Quel bienfait peut-il ressortir d’une telle relation.

Le respect mutuel entre transmetteur et élève

S’impose au regard des valeurs que chacun donne

À leur aspiration et à leur engagement.

 

La Vue pure

La Vue pure consiste à dissiper toutes les élaborations imaginaires et les projections.

Assumer le samaya vajra de la Vue pure n'implique pas une obéissance à l’instructeur vajra qu'il soit Lama ou Rinpotché. Le Bouddha Shakyamouni n’a rien exigé de cela. Vous êtes en droit de fuir tous ceux qui vous demanderaient de leur obéir comme gage de votre Éveil. On ne peut exiger de quelqu'un le respect, la considération et la gratitude parce que ces sentiments ne peuvent être que les conséquences de nos expériences. Vous ne vous engagez qu’avec vous-même. Le Lama de la lignée a pour habilitation d'être le témoin de votre engagement. Ce témoignage est ce qui fait filiation à toute une lignée de transmission.

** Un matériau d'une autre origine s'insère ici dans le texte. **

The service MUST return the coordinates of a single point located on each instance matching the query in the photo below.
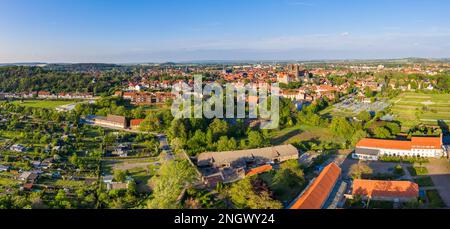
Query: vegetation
(434, 199)
(417, 171)
(252, 193)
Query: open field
(412, 108)
(139, 169)
(47, 104)
(352, 107)
(303, 133)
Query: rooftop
(267, 153)
(416, 142)
(317, 193)
(380, 188)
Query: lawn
(304, 133)
(412, 108)
(381, 204)
(434, 199)
(48, 104)
(417, 171)
(424, 181)
(282, 193)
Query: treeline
(26, 79)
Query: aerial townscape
(354, 134)
(129, 107)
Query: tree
(381, 132)
(244, 195)
(218, 128)
(255, 139)
(61, 200)
(289, 175)
(359, 134)
(120, 176)
(171, 179)
(341, 127)
(360, 169)
(364, 116)
(368, 92)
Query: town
(352, 134)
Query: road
(439, 171)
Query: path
(439, 171)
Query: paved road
(439, 171)
(165, 146)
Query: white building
(371, 149)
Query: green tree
(171, 179)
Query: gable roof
(426, 142)
(316, 194)
(258, 170)
(267, 153)
(384, 144)
(415, 143)
(380, 188)
(136, 122)
(116, 118)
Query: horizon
(237, 61)
(133, 32)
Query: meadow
(47, 104)
(413, 108)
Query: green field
(414, 108)
(304, 133)
(48, 104)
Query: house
(28, 177)
(47, 163)
(385, 190)
(17, 148)
(319, 190)
(4, 168)
(135, 123)
(44, 94)
(111, 121)
(121, 151)
(258, 170)
(372, 149)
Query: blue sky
(130, 31)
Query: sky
(140, 31)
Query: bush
(417, 171)
(434, 199)
(424, 181)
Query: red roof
(380, 188)
(426, 142)
(136, 122)
(416, 142)
(258, 170)
(384, 144)
(318, 191)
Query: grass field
(413, 108)
(48, 104)
(303, 133)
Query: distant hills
(105, 66)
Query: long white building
(371, 149)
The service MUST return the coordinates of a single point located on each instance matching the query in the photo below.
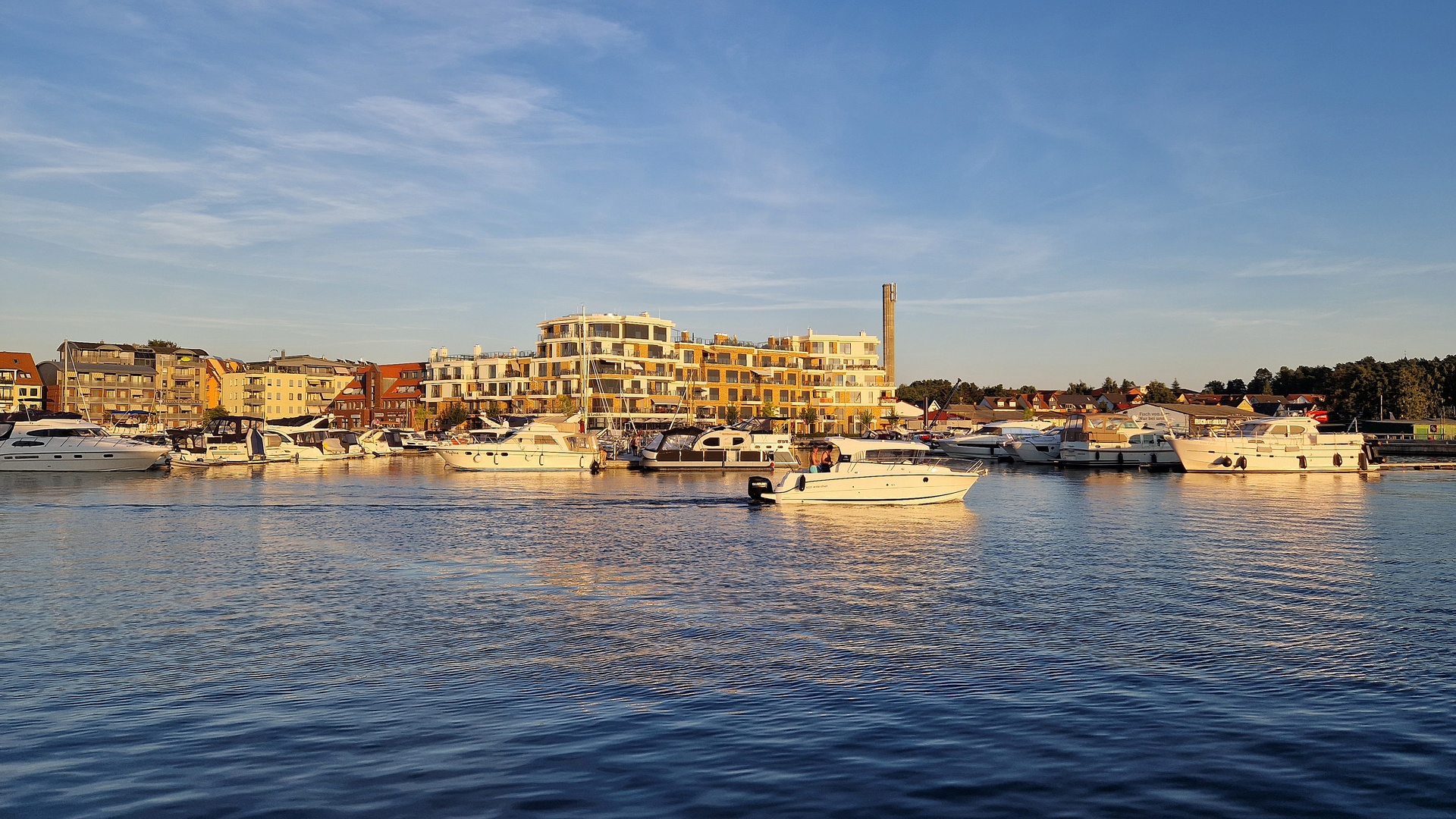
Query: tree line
(1408, 388)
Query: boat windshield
(71, 433)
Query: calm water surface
(389, 639)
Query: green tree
(1263, 382)
(1158, 392)
(1414, 392)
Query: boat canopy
(862, 449)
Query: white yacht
(1036, 449)
(315, 441)
(717, 447)
(873, 472)
(1110, 439)
(231, 439)
(990, 439)
(63, 442)
(382, 441)
(535, 447)
(1274, 445)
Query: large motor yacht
(63, 442)
(1276, 445)
(382, 441)
(1036, 449)
(313, 439)
(1109, 439)
(990, 441)
(717, 447)
(226, 441)
(873, 472)
(533, 447)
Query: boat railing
(952, 464)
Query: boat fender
(758, 487)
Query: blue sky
(1060, 191)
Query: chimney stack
(889, 312)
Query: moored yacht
(1036, 449)
(532, 447)
(1276, 445)
(1110, 439)
(63, 442)
(231, 439)
(873, 472)
(989, 441)
(382, 441)
(717, 447)
(313, 439)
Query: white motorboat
(873, 472)
(1110, 439)
(313, 439)
(382, 441)
(532, 447)
(1036, 449)
(990, 439)
(717, 447)
(63, 442)
(1276, 445)
(228, 441)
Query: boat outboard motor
(255, 445)
(758, 485)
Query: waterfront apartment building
(644, 371)
(128, 382)
(20, 384)
(286, 387)
(381, 395)
(494, 384)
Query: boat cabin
(1104, 428)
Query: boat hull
(835, 488)
(1111, 455)
(1028, 452)
(72, 460)
(485, 460)
(1272, 455)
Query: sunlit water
(391, 639)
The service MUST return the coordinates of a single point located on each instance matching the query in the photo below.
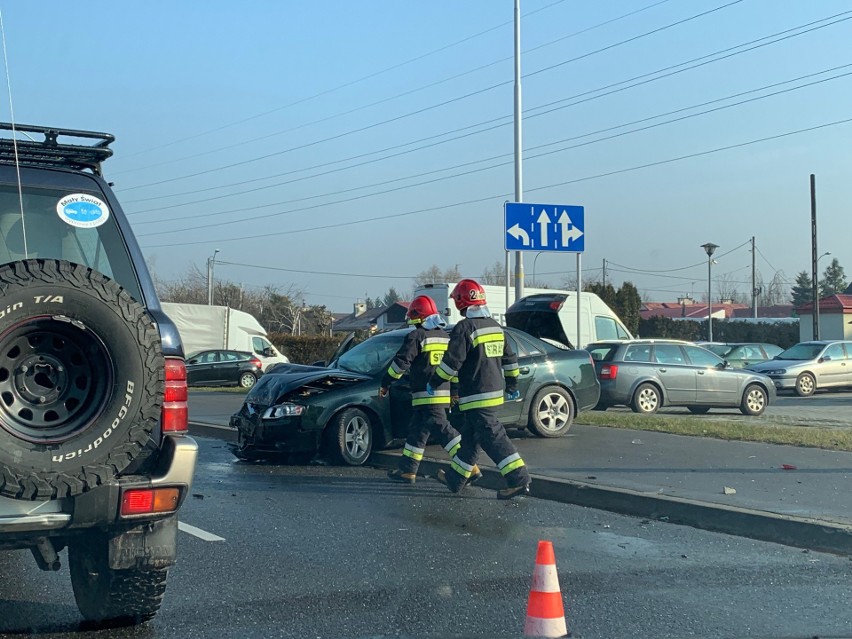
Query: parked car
(649, 374)
(742, 354)
(301, 409)
(809, 366)
(94, 451)
(223, 368)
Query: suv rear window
(42, 233)
(602, 352)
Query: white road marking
(197, 532)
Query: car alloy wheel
(357, 436)
(754, 400)
(646, 400)
(805, 385)
(553, 412)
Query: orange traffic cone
(545, 613)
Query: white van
(547, 313)
(205, 327)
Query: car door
(510, 412)
(675, 375)
(714, 384)
(831, 367)
(201, 369)
(228, 366)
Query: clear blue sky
(281, 85)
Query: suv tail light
(147, 501)
(609, 371)
(175, 418)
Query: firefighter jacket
(480, 358)
(421, 351)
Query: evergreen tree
(802, 291)
(628, 303)
(833, 279)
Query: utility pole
(814, 259)
(753, 281)
(519, 184)
(211, 261)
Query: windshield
(372, 356)
(803, 351)
(64, 225)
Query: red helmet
(468, 293)
(420, 308)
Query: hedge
(305, 349)
(783, 334)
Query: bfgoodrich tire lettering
(52, 446)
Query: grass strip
(719, 428)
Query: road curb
(800, 532)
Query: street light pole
(709, 248)
(210, 263)
(519, 182)
(817, 298)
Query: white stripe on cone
(545, 578)
(536, 627)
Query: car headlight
(283, 410)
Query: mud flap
(152, 545)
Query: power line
(315, 272)
(387, 99)
(208, 215)
(505, 195)
(428, 108)
(333, 89)
(702, 59)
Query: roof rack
(51, 153)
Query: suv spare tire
(81, 379)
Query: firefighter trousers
(427, 421)
(483, 430)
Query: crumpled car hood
(300, 384)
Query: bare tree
(434, 275)
(494, 275)
(727, 288)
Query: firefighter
(481, 359)
(421, 351)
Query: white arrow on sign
(518, 233)
(543, 220)
(568, 235)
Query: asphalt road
(341, 552)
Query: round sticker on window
(82, 210)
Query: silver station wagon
(649, 374)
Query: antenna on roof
(14, 137)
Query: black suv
(94, 454)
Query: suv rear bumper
(22, 522)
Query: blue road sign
(544, 227)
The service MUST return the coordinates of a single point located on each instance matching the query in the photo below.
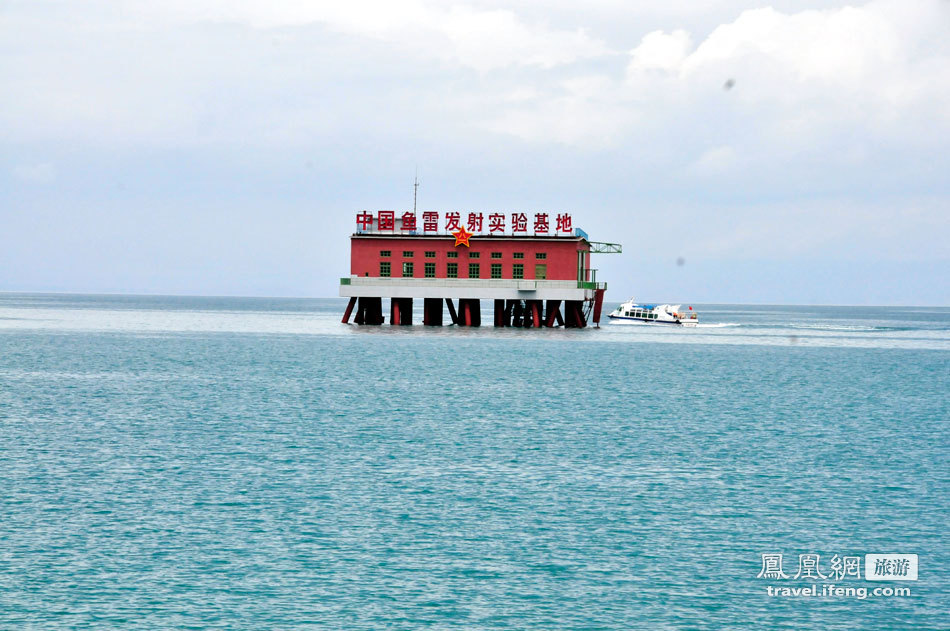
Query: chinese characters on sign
(476, 223)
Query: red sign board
(474, 223)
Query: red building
(535, 273)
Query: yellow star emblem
(462, 236)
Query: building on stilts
(520, 271)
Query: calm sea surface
(254, 464)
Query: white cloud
(482, 39)
(660, 51)
(42, 173)
(880, 72)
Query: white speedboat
(633, 313)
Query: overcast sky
(790, 152)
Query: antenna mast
(415, 192)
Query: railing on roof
(599, 247)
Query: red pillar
(349, 310)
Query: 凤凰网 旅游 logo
(838, 575)
(877, 567)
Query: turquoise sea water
(255, 464)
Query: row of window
(452, 270)
(430, 254)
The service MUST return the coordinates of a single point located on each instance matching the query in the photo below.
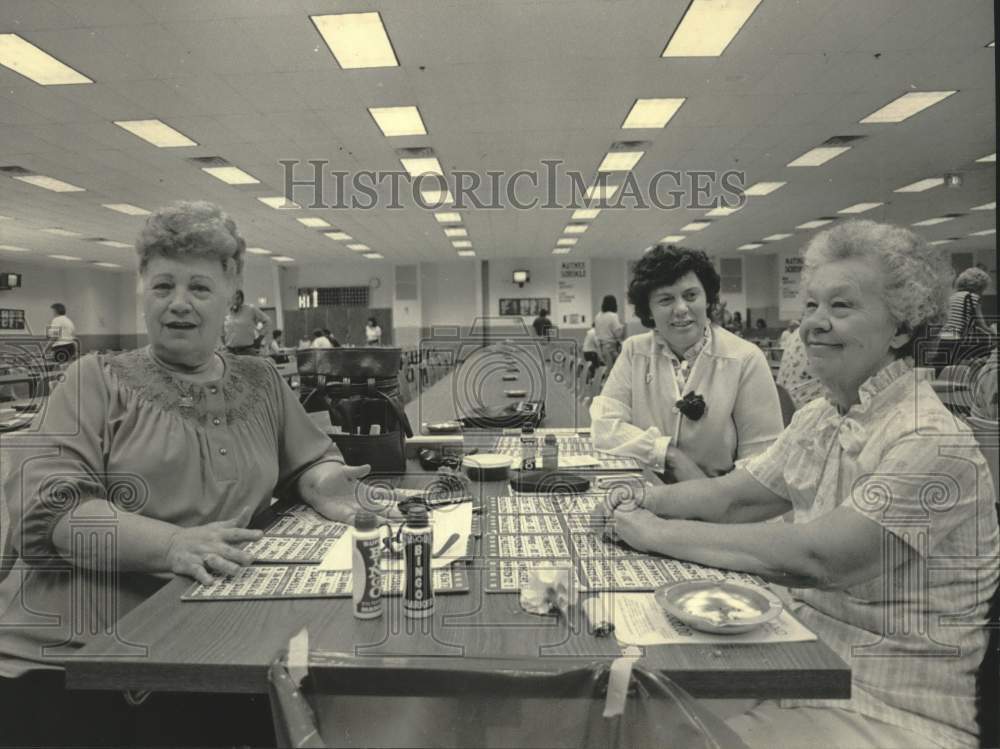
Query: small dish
(719, 607)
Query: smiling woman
(172, 447)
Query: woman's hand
(206, 551)
(334, 491)
(682, 467)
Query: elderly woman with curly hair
(887, 490)
(688, 397)
(175, 445)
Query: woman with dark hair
(609, 329)
(688, 397)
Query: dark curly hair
(664, 265)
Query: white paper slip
(639, 620)
(447, 521)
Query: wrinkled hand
(334, 491)
(681, 466)
(633, 525)
(206, 551)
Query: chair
(351, 700)
(787, 405)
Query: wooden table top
(226, 646)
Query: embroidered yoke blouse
(124, 429)
(635, 415)
(914, 637)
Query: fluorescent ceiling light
(49, 183)
(708, 27)
(396, 121)
(126, 208)
(25, 58)
(764, 188)
(650, 113)
(231, 175)
(157, 132)
(859, 207)
(437, 197)
(280, 202)
(815, 224)
(357, 40)
(819, 156)
(906, 106)
(423, 165)
(933, 221)
(601, 192)
(924, 184)
(620, 161)
(313, 223)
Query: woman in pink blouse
(168, 450)
(891, 553)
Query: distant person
(542, 324)
(320, 340)
(609, 329)
(591, 353)
(62, 331)
(245, 327)
(373, 332)
(965, 334)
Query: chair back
(466, 701)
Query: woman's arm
(148, 545)
(840, 549)
(734, 498)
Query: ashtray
(719, 607)
(444, 427)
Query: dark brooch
(691, 405)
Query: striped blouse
(914, 637)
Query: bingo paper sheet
(639, 620)
(299, 581)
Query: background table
(169, 645)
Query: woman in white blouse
(688, 397)
(887, 490)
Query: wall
(92, 299)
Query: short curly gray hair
(192, 229)
(916, 277)
(973, 279)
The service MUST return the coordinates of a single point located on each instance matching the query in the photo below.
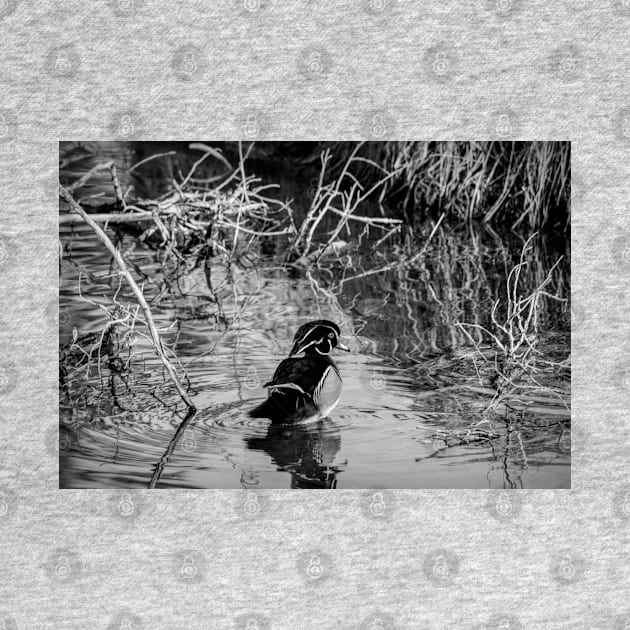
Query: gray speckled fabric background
(304, 70)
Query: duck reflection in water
(306, 451)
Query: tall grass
(511, 184)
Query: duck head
(318, 337)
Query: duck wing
(299, 373)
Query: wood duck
(308, 386)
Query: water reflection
(306, 451)
(414, 389)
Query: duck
(309, 386)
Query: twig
(157, 342)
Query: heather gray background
(303, 70)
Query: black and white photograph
(315, 315)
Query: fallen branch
(157, 342)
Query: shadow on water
(419, 407)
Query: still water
(411, 414)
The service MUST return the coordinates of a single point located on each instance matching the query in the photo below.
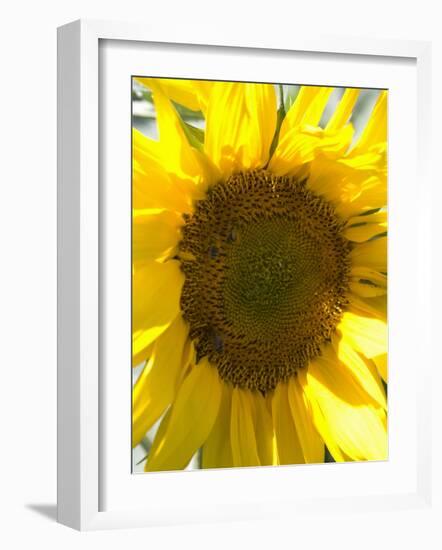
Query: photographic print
(259, 274)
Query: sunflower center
(266, 269)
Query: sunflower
(259, 278)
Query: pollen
(266, 270)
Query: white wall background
(28, 267)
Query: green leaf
(194, 135)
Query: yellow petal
(366, 334)
(344, 110)
(375, 131)
(240, 125)
(287, 439)
(263, 431)
(318, 417)
(156, 386)
(307, 108)
(372, 255)
(381, 362)
(352, 189)
(155, 303)
(242, 430)
(193, 94)
(155, 234)
(302, 144)
(191, 420)
(312, 444)
(351, 425)
(217, 450)
(361, 369)
(153, 186)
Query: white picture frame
(80, 272)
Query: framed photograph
(242, 255)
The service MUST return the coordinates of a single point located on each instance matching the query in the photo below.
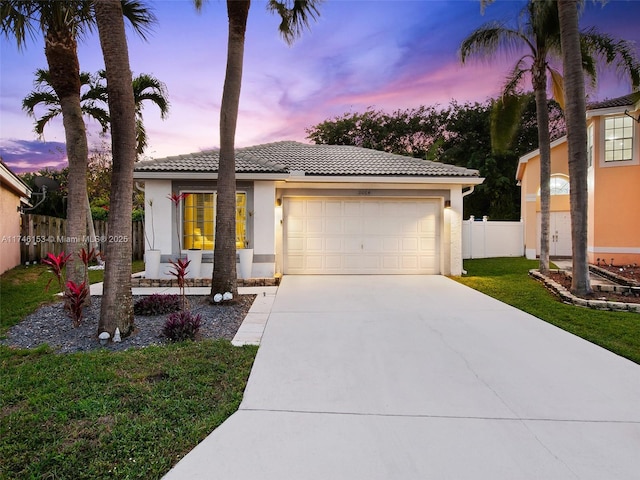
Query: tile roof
(625, 101)
(326, 160)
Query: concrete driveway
(419, 377)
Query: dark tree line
(458, 135)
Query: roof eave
(144, 175)
(459, 180)
(13, 182)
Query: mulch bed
(565, 280)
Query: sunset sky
(368, 53)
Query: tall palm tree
(117, 304)
(541, 36)
(61, 24)
(94, 101)
(575, 114)
(295, 16)
(44, 96)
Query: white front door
(559, 234)
(361, 236)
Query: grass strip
(507, 280)
(129, 414)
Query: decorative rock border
(567, 297)
(202, 282)
(613, 276)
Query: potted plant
(151, 255)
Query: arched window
(558, 185)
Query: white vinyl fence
(485, 239)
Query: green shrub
(157, 304)
(181, 326)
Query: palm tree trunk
(544, 144)
(62, 58)
(117, 304)
(224, 257)
(575, 114)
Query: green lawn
(115, 415)
(23, 290)
(507, 280)
(134, 414)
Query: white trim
(522, 161)
(13, 181)
(635, 250)
(464, 181)
(602, 161)
(205, 176)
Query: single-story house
(13, 193)
(315, 209)
(613, 147)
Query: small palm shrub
(182, 326)
(157, 304)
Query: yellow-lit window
(199, 218)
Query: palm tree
(117, 304)
(45, 96)
(295, 15)
(541, 35)
(94, 101)
(575, 114)
(61, 24)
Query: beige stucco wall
(9, 229)
(530, 198)
(614, 197)
(615, 194)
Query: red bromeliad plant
(57, 263)
(176, 199)
(75, 296)
(180, 269)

Transmettre une initiation tantrique c’est partager une Vue en “confiant un pouvoir” (tib. Ouang kour). À nous de faire en sorte que l’Initiation nous apporte maturité et nous libère des voiles de la discrimination et de l’ignorance.

Transmettre un Ngo Treu de la nature ultime de l’esprit et des phénomènes

 



[1] Par « pure » il faut entendre « dénuée de discrimination et d’imputation ».

[2] Les enseignement karma kagyu présente quatre "racine" comme "condition maîtresse" à l'obtention du Mahamoudra. Il est préconisé de prendre pour "racine" les quatre Lamas qui sont : le(s) Lama(s) qualifié(s) d’une lignée, le Lama de l’enseignement du sougata, le Lama de la manifestation symbolique, le Lama ultime du dharmata.

[3] Sct. prapañca [pra-pañca] (tib. treupa). Élaboration imaginaire dont la cessation se fait au 2e yoga du Mahamoudra. (voir Conjonction du Sahaja et Mahamoudra.

[4] Cf. phantasia.

[5] Ce qu’on entend par réaliser une vacuité c’est réaliser la vacuité d’une illusion, entre autres, celle d’avoir pris pour réel ce qui n’est pas réel. La réalisation d’une vacuité est fondamentalement la réalisation d’une désillusion à la manière d’un malentendu qui, se dissipant, nous fait savoir la nature du malentendu. Autrement dit, il faudra attendre de connaître pour savoir la nature de l’ignorance. (extrait du « Rosaire de mots vajra ».

[6] Il est fait référence à « l’agrégat expérience », processus cognitif régit dans l’alternance d’agréer/désagréer. La discrimination valide ensuite en imputant « c’est agréable/c’est désagréable ».

[7] Les vœux du vinaya, de bodhisattva et du vajrayana que je résume par : éthique, empathie et vue pure.

[8] Cf. La Guirlande des précieuses explications, de Gourou Rinpotché.

[9] Pur au sens de dénué de discrimination et d’imputation.